On the following day, October 6, socialist website World Socialist Web Site reported that in the neighborhood of Boksburg North, in the city of Boksburg, private security guards opened fire and shot a striking worker. The guards said they were investigating an attempted murder, but confirmed that the person who was shot "was among the people wearing Numsa T-shirts". The site also reported that police shot striking workers in the Johannesburg suburb of Booysens with rubber bullets, and that another confrontation took place in Krugersdorp, although no shots were fired there.

By October 11, carmaker BMW said that production at its main plant in South Africa was disrupted by the strike, and said that they produced 700 vehicles less than they planned to, due to the strike. The executive director of the National Association of Automotive Component and Allied Manufacturers (NAACAM), an industry association representing the county's automotive industry, expected production to continue to be disrupted by the strike. Neither Ford nor Volkswagen reported disruptions in their production, as of October 14.

Following failed talks on October 13, a representative of NUMSA stated at a press conference the following day that the main roadblock in their negotiations with the Steel and Engineering Industries Federation of Southern Africa (SEIFSA) was pay increases, while other aspects of a potential contract were not an issue in the negotiation.
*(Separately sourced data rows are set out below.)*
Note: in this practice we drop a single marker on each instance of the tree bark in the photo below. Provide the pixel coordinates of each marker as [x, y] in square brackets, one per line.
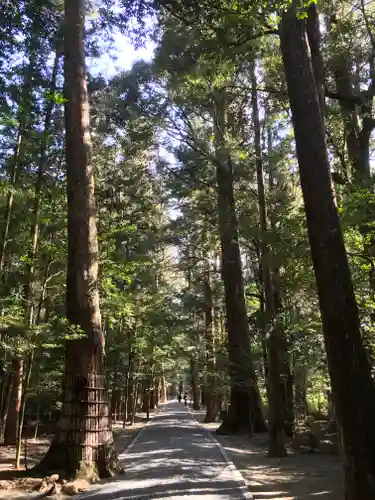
[275, 385]
[210, 392]
[84, 436]
[241, 373]
[353, 390]
[11, 427]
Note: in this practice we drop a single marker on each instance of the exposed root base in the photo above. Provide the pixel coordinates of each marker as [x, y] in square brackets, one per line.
[59, 458]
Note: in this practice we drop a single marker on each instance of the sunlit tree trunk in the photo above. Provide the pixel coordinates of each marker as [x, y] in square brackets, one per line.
[242, 376]
[275, 386]
[84, 436]
[353, 390]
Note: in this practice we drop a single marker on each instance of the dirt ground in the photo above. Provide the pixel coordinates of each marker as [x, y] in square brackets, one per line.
[12, 487]
[300, 476]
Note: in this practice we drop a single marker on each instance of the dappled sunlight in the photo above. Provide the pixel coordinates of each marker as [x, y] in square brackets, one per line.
[173, 458]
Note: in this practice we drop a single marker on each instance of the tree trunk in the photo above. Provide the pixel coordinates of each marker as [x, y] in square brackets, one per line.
[210, 392]
[241, 372]
[11, 427]
[353, 390]
[23, 407]
[84, 435]
[163, 388]
[275, 386]
[300, 378]
[5, 405]
[194, 383]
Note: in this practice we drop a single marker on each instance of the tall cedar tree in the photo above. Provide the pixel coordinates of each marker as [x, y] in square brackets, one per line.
[353, 390]
[84, 435]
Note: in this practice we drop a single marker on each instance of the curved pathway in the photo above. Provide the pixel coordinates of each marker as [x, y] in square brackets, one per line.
[173, 458]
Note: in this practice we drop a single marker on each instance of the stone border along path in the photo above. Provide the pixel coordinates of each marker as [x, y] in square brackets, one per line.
[173, 458]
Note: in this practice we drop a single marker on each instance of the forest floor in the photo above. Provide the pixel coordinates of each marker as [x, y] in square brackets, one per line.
[302, 475]
[11, 486]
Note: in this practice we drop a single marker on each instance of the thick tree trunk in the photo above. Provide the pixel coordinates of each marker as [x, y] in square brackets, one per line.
[163, 387]
[194, 383]
[353, 390]
[210, 392]
[84, 435]
[5, 405]
[275, 386]
[300, 382]
[241, 372]
[11, 427]
[21, 418]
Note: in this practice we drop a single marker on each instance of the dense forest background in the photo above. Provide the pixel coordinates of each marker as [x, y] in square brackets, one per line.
[235, 215]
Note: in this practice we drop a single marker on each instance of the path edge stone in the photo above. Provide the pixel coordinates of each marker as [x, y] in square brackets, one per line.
[247, 495]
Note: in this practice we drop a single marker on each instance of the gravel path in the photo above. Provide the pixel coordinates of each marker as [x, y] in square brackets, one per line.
[172, 458]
That day, Reuters reported that the Metal and Electrical Workers Union of South Africa (MEWUSA), a smaller union representing 16,000 workers, had joined the strike. Reuters also reported that UASA was also involved in the dispute, but had not joined the strike.

On October 21, NUMSA and SEIFSA agreed to a new contract; workers on the lowest pay grades would get a 6% annual pay increase for all years, and higher-paid employees would get annual increases of between 5% and 5.5%. NUMSA General Secretary Irvin Jim told Bloomberg News that the union settled for this amount in part because companies afflicted by the strike began docking workers' pay, and reached out to workers directly to try to end the strike. Furthermore, momentum was lost when two smaller unions accepted SEIFSA's offer before NUMSA, and SEIFSA told NUMSA workers that they would begin earning equal pay increases if they returned to work immediately.
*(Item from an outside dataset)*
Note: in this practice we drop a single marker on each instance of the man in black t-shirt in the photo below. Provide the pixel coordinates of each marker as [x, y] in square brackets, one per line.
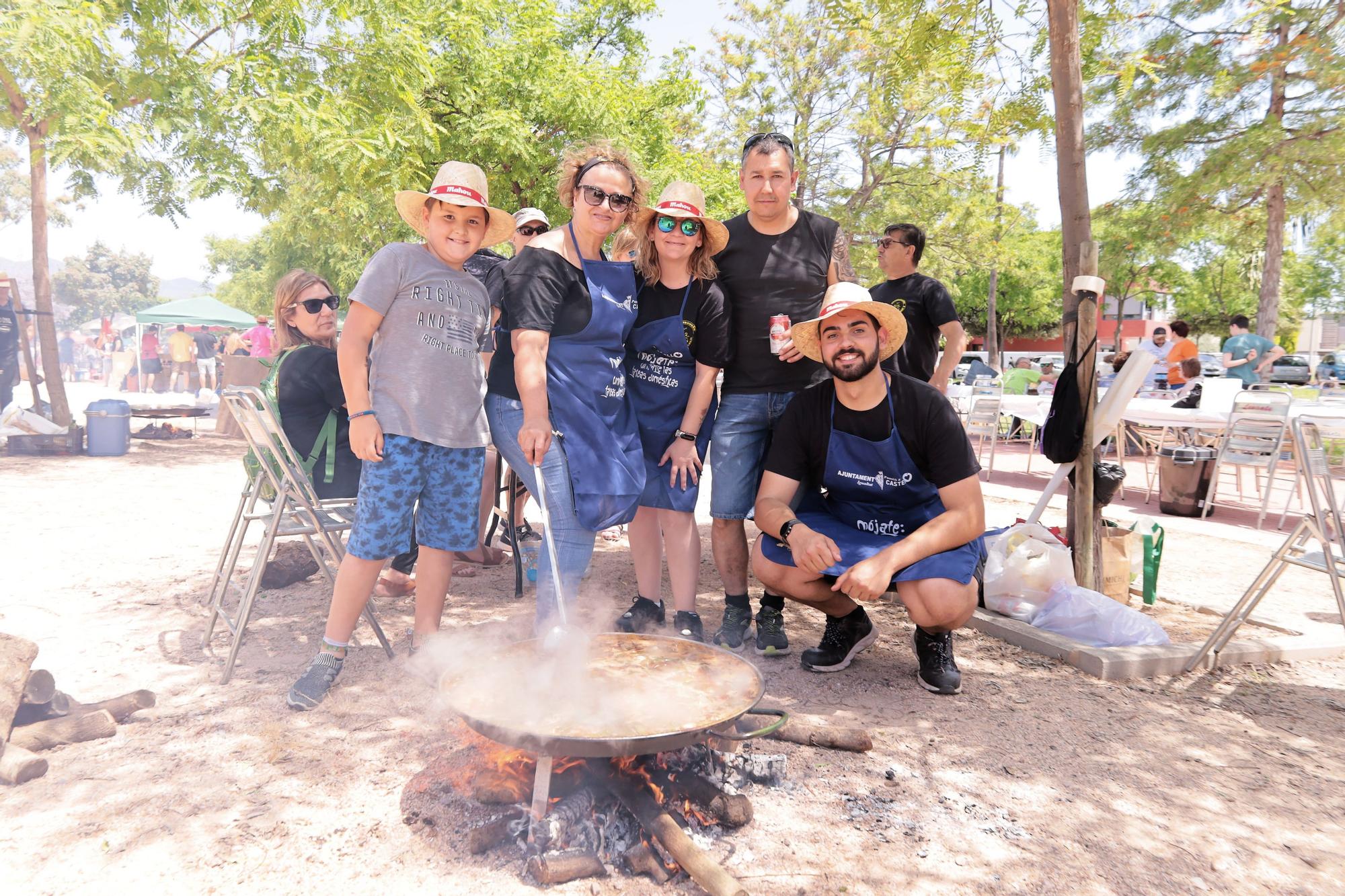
[891, 495]
[925, 303]
[9, 343]
[779, 261]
Despite the agreement between the unions and SEIFSA, three smaller industry associations, SAIFA, NEASA, and CEO, refused to agree to the pay raises laid out by NUMSA and SEIFSA. When announcing the end of the strike, Irvin Jim said that he was reaching out to the Minister of Labor to see if the deal could be enforced across the industry.

Jim defended reaching a deal, saying that "each and every day on a strike is a sacrifice". Conversely, Patrick Martin, a writer for the World Socialist Web Site, harshly criticized the deal, calling it a "rotten betrayal of the courageous struggle waged by the workers", and noting that real wages would actually decrease if inflation in South Africa, which was 5% at the time of the deal, increased.